Thao Dang: Reachability analysis for polynomial dynamical systems using the Bernstein expansion

13h-13h45

This paper is concerned with the reachability computation problem for polynomial discrete-time dynamical systems. Such computations constitute a crucial component in algorithmic verification tools for hybrid systems and embedded software with polynomial dynamics, which have found applications in many engineering domains. We describe two methods for over-approximating the reachable sets of such systems; these methods are based on a combination of the Bernstein expansion of polynomial functions and a representation of reachable sets by template polyhedra. Using a prototype implementation, the performance of the methods was demonstrated on a number of examples of control systems and biological systems.

Marie-Laure Potet: Les besoins pour l'analyse de vulnérabilités

13h50-14h30 (20 minutes)

Nous présentons nos travaux en cours dans le cadre de l'analyse de code vulnérable, en insistant notamment sur :

  • les particularités de ce type d'analyse : code binaire, modèle mémoire ad hoc
  • les conséquences sur les techniques d'analyse à utiliser ou développer

Laurent Mounier: Analyse de teinte sur du code binaire

14h30-15h (~ 20 minutes)

Nous présentons un exemple concret d'analyse développée pour la recherche de vulnérabilités : l'analyse de teinte.

Radu Iosif: Acceleration Techniques for Program Verification

15h05-16h50 By acceleration we understand the class of techniques based on a precise computation of the transitive closure of (a part of) the transition relation of the program.

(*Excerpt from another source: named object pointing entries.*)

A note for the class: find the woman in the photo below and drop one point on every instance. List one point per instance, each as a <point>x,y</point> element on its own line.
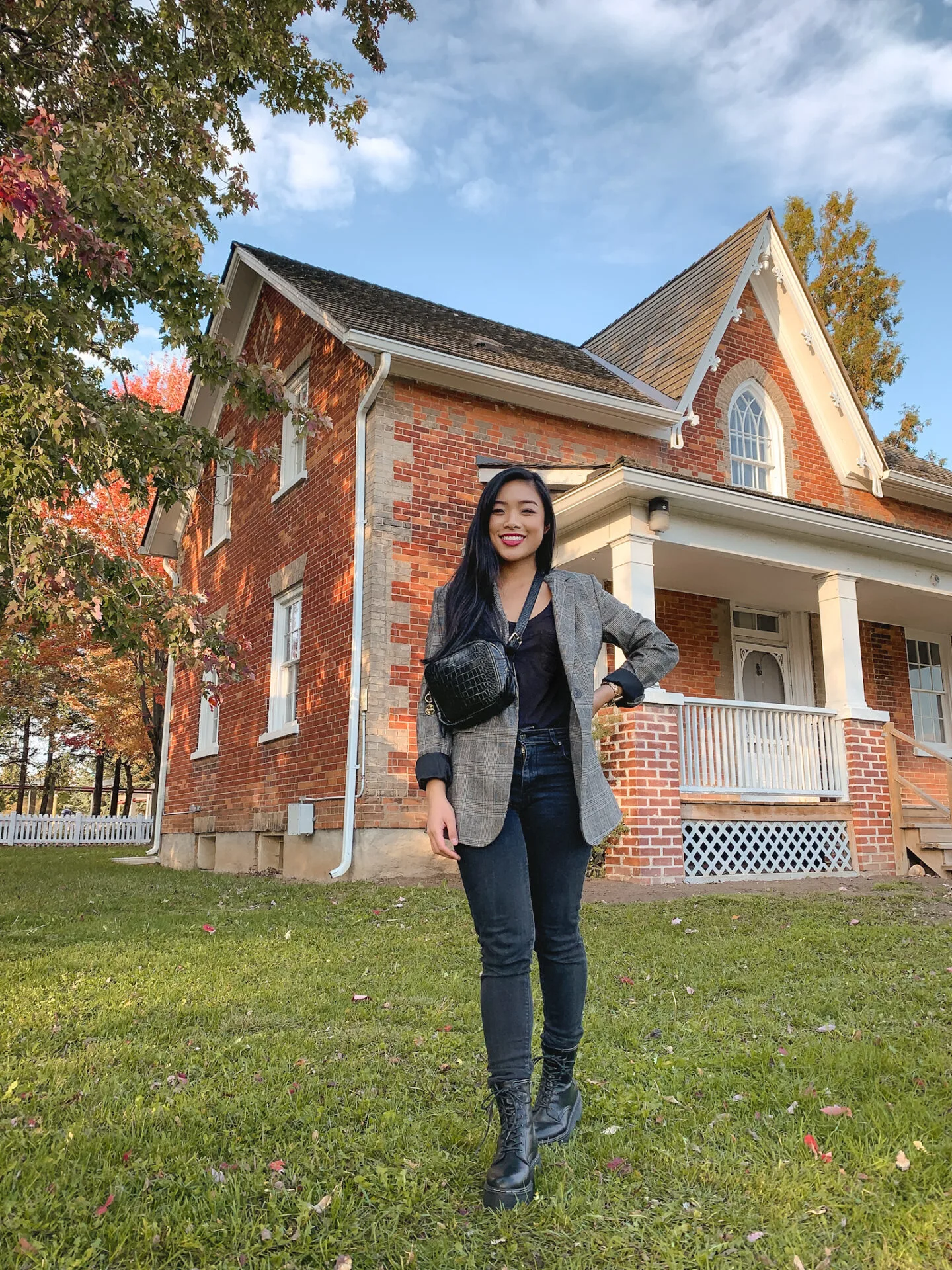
<point>521,799</point>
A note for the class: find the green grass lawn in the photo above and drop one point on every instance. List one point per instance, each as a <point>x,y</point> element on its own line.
<point>214,1089</point>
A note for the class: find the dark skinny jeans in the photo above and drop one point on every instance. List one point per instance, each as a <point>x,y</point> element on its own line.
<point>524,893</point>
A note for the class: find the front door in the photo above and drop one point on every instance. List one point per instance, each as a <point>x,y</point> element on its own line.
<point>763,675</point>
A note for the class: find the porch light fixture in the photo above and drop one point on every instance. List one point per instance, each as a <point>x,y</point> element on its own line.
<point>659,516</point>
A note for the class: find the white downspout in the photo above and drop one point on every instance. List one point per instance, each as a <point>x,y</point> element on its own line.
<point>164,753</point>
<point>353,722</point>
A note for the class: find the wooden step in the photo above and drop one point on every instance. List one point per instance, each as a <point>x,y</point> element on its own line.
<point>939,861</point>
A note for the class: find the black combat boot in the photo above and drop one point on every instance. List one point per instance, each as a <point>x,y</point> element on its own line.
<point>510,1177</point>
<point>557,1108</point>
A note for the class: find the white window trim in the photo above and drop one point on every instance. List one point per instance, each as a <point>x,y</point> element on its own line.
<point>282,605</point>
<point>287,730</point>
<point>208,723</point>
<point>777,472</point>
<point>296,388</point>
<point>946,662</point>
<point>223,534</point>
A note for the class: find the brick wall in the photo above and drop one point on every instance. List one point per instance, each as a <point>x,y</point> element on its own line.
<point>645,774</point>
<point>699,626</point>
<point>315,517</point>
<point>870,796</point>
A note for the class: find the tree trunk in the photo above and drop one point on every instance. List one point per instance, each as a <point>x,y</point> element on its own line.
<point>97,807</point>
<point>48,775</point>
<point>127,804</point>
<point>24,766</point>
<point>114,795</point>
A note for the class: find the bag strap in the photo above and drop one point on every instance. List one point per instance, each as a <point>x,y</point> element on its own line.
<point>516,638</point>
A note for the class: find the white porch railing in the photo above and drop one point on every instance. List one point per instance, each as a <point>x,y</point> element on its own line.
<point>736,747</point>
<point>40,829</point>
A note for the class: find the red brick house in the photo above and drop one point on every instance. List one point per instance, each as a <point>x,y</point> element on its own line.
<point>710,462</point>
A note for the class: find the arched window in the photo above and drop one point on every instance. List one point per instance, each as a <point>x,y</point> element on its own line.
<point>757,451</point>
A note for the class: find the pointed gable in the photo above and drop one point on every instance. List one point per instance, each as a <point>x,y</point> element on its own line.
<point>660,341</point>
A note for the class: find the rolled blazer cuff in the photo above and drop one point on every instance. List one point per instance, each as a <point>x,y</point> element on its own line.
<point>630,683</point>
<point>434,767</point>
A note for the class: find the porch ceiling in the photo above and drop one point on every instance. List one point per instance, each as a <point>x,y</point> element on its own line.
<point>764,586</point>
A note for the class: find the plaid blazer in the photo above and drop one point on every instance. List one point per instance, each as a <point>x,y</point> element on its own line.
<point>481,757</point>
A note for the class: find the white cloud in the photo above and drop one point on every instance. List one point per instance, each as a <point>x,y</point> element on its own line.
<point>480,194</point>
<point>621,110</point>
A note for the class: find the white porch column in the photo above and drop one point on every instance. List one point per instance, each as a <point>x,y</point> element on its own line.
<point>840,635</point>
<point>633,559</point>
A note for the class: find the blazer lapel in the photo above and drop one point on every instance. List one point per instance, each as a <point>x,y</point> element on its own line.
<point>564,615</point>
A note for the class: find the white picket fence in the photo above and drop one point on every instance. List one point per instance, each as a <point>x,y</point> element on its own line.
<point>730,747</point>
<point>66,829</point>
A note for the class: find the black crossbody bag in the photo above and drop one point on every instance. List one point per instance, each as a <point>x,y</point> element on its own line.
<point>477,680</point>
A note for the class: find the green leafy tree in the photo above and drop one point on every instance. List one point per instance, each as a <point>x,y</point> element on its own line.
<point>856,296</point>
<point>121,143</point>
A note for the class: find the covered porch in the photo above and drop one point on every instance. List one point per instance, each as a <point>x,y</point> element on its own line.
<point>761,755</point>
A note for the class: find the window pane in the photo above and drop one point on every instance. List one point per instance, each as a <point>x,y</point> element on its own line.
<point>292,647</point>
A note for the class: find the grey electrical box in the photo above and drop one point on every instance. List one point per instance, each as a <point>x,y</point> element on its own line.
<point>300,820</point>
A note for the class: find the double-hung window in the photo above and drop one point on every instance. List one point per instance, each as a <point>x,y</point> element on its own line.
<point>221,512</point>
<point>294,443</point>
<point>208,716</point>
<point>286,659</point>
<point>928,676</point>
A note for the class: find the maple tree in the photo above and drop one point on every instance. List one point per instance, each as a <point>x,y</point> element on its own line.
<point>122,128</point>
<point>858,300</point>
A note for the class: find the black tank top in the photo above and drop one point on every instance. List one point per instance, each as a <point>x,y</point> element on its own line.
<point>545,700</point>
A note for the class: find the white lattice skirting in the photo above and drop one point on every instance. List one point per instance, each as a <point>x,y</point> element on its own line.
<point>764,849</point>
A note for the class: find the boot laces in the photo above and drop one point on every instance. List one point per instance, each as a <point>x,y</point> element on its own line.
<point>556,1071</point>
<point>507,1100</point>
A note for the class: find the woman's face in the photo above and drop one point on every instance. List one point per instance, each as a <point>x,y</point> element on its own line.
<point>517,523</point>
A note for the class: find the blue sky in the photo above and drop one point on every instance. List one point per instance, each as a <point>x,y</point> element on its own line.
<point>547,163</point>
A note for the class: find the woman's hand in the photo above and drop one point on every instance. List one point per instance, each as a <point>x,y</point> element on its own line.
<point>441,821</point>
<point>604,694</point>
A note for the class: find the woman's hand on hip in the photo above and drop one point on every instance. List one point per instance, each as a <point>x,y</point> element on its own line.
<point>441,821</point>
<point>604,694</point>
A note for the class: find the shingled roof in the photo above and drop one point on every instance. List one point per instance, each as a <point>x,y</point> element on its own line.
<point>660,341</point>
<point>376,310</point>
<point>904,461</point>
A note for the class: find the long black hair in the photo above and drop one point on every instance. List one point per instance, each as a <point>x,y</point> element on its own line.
<point>470,599</point>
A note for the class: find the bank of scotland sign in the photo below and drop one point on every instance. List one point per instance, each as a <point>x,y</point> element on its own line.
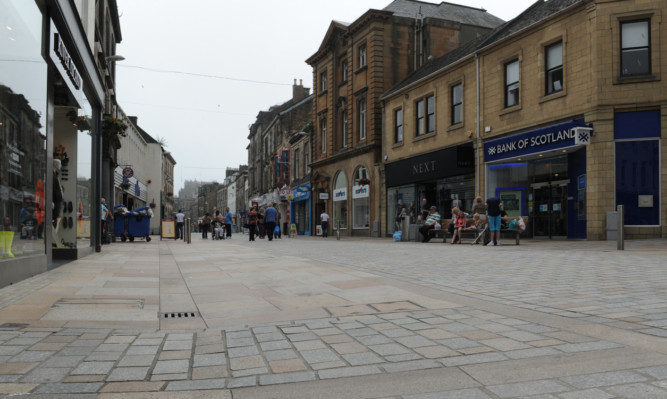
<point>561,135</point>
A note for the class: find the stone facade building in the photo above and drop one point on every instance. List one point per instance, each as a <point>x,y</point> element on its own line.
<point>354,66</point>
<point>560,112</point>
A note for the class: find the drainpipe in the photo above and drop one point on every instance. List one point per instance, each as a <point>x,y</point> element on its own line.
<point>477,133</point>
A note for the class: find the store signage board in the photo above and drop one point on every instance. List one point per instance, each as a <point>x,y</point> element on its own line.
<point>360,192</point>
<point>561,135</point>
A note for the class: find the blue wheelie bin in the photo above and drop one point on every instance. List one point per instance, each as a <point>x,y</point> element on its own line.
<point>120,222</point>
<point>139,223</point>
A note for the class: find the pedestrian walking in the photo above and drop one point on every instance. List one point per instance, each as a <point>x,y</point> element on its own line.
<point>228,223</point>
<point>252,223</point>
<point>324,221</point>
<point>270,215</point>
<point>205,226</point>
<point>261,225</point>
<point>493,209</point>
<point>180,223</point>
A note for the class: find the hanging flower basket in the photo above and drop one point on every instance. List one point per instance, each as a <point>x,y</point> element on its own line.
<point>83,123</point>
<point>112,127</point>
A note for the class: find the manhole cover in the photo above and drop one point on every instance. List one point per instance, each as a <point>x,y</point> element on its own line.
<point>12,326</point>
<point>178,315</point>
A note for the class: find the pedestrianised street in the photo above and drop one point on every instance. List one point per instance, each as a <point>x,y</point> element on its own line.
<point>309,317</point>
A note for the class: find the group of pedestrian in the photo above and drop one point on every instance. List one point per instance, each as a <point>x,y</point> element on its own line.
<point>492,208</point>
<point>266,223</point>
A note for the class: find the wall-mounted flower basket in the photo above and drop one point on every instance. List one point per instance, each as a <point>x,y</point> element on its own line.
<point>83,123</point>
<point>112,127</point>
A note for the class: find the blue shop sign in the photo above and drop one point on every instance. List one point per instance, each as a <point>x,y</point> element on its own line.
<point>302,193</point>
<point>554,137</point>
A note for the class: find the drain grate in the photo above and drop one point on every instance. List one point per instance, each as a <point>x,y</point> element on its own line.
<point>178,315</point>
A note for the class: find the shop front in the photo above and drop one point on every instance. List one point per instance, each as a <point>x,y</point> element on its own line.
<point>542,174</point>
<point>445,178</point>
<point>50,103</point>
<point>300,209</point>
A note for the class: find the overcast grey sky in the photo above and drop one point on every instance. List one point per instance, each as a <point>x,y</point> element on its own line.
<point>192,69</point>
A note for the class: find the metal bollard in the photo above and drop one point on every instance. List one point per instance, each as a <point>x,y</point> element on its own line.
<point>620,238</point>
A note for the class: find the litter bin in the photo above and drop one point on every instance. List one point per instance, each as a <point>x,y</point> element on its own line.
<point>139,223</point>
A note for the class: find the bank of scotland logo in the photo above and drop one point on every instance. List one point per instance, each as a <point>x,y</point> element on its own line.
<point>582,136</point>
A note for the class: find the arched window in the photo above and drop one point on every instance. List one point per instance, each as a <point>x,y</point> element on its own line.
<point>340,201</point>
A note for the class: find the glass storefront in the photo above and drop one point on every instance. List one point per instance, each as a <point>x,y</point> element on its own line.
<point>538,188</point>
<point>23,89</point>
<point>339,217</point>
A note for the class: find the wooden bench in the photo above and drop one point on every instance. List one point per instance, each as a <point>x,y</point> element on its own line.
<point>443,231</point>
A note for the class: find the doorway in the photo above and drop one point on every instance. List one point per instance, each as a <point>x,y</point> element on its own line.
<point>549,210</point>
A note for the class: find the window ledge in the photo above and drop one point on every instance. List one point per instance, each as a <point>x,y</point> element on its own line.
<point>511,109</point>
<point>424,136</point>
<point>553,96</point>
<point>361,69</point>
<point>636,79</point>
<point>455,127</point>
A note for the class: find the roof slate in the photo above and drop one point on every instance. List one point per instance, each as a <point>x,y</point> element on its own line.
<point>537,12</point>
<point>447,11</point>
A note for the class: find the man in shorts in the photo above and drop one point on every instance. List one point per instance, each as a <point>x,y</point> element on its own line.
<point>493,206</point>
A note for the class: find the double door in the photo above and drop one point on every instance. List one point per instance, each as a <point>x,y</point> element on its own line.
<point>549,213</point>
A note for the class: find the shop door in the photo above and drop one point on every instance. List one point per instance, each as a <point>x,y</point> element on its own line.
<point>549,215</point>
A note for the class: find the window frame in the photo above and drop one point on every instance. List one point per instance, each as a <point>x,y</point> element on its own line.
<point>323,134</point>
<point>456,105</point>
<point>508,85</point>
<point>344,129</point>
<point>344,70</point>
<point>323,81</point>
<point>363,118</point>
<point>398,126</point>
<point>622,50</point>
<point>549,72</point>
<point>425,123</point>
<point>363,60</point>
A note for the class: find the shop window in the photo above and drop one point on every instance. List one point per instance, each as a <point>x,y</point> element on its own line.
<point>554,67</point>
<point>457,104</point>
<point>362,119</point>
<point>425,115</point>
<point>398,126</point>
<point>638,181</point>
<point>512,83</point>
<point>635,48</point>
<point>360,199</point>
<point>23,132</point>
<point>340,201</point>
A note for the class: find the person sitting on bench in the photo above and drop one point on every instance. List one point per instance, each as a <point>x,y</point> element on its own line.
<point>459,225</point>
<point>432,220</point>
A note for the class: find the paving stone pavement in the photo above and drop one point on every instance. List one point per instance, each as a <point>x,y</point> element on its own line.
<point>558,320</point>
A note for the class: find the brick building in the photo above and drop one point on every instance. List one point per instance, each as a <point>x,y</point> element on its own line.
<point>354,66</point>
<point>560,112</point>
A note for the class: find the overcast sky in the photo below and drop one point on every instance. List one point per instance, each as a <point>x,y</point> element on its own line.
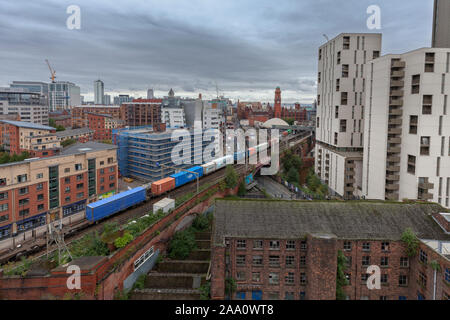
<point>247,46</point>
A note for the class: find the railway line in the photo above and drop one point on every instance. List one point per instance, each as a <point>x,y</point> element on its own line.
<point>33,249</point>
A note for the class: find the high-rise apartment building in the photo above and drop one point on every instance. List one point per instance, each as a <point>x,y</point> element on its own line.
<point>99,92</point>
<point>63,95</point>
<point>340,110</point>
<point>406,144</point>
<point>441,24</point>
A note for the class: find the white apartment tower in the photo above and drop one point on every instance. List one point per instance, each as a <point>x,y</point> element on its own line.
<point>406,145</point>
<point>340,110</point>
<point>99,92</point>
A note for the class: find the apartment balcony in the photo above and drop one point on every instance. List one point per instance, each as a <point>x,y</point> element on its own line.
<point>397,83</point>
<point>393,159</point>
<point>391,196</point>
<point>394,122</point>
<point>396,102</point>
<point>398,64</point>
<point>395,112</point>
<point>426,196</point>
<point>393,168</point>
<point>395,140</point>
<point>392,187</point>
<point>396,93</point>
<point>393,177</point>
<point>426,185</point>
<point>397,74</point>
<point>394,150</point>
<point>395,131</point>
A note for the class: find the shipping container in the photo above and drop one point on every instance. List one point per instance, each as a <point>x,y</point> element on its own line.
<point>165,205</point>
<point>208,168</point>
<point>184,177</point>
<point>114,204</point>
<point>163,185</point>
<point>222,162</point>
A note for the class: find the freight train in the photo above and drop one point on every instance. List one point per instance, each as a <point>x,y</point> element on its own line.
<point>107,207</point>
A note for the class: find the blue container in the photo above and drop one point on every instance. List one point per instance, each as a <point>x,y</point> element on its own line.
<point>103,208</point>
<point>184,177</point>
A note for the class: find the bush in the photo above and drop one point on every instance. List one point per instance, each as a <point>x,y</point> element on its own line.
<point>123,241</point>
<point>181,245</point>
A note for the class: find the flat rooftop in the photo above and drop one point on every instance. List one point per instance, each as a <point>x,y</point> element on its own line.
<point>365,220</point>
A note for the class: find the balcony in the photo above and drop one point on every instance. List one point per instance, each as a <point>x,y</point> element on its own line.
<point>395,112</point>
<point>395,140</point>
<point>393,159</point>
<point>394,150</point>
<point>397,83</point>
<point>397,74</point>
<point>426,185</point>
<point>392,187</point>
<point>393,177</point>
<point>395,131</point>
<point>394,122</point>
<point>396,93</point>
<point>396,102</point>
<point>393,168</point>
<point>398,64</point>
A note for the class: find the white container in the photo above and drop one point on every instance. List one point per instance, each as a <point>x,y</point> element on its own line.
<point>165,204</point>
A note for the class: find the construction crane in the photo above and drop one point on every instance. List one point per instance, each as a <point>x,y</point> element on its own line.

In the first part of this talk we show how acceleration can be combined with interpolation to generate inductive interpolants which are crucial in abstraction refinement. This combined method applies to sequential non-recursive programs. In the second part of this talk, we show how acceleration can be applied, in a modular fashion, to recursive program schemes. The result is a Newtonian underapproximation sequence that converges to the tuple of summary relations of all procedures in the program. We also define a class of programs for which our method is shown to be complete i.e. terminate with the precise result.

Joint work with EPFL (Lausanne), IMDEA (Madrid), FIT BUT (Brno)

Nicolas Peltier: On an abductive approach to error detection

17h-17h45

Joint work: Thierry Boy de la Tour, Mnacho Echenim, Nicolas Peltier et Sophie Tourret

The development of efficient decision procedures for (combinations of) theories that are used in hardware and software verification has made it easier to guarantee the correctness of the systems under scrutiny. In addition to being as efficient as possible, many state-of-the-art SMT solvers now enjoy automated model building features that can be used to construct counter-examples of faulty systems, with the aim of helping the system designers detect and correct the erros it contains. However, analyzing these counter-examples can be a long and difficult task, and pinpointing the errors in the system can still require a lot of work. We propose to investigate what is, to the best of our knowledge, a new approach to the detection of bugs in a system. The idea behind this approach is that, rather than analyzing one or all the counter-examples of a formula, more valuable information can be inferred from the properties that hold in all the counter-examples of the formula. These properties can be generated using techniques from automated abductive reasoning, and we present here a few directions of research that are currently under investigation.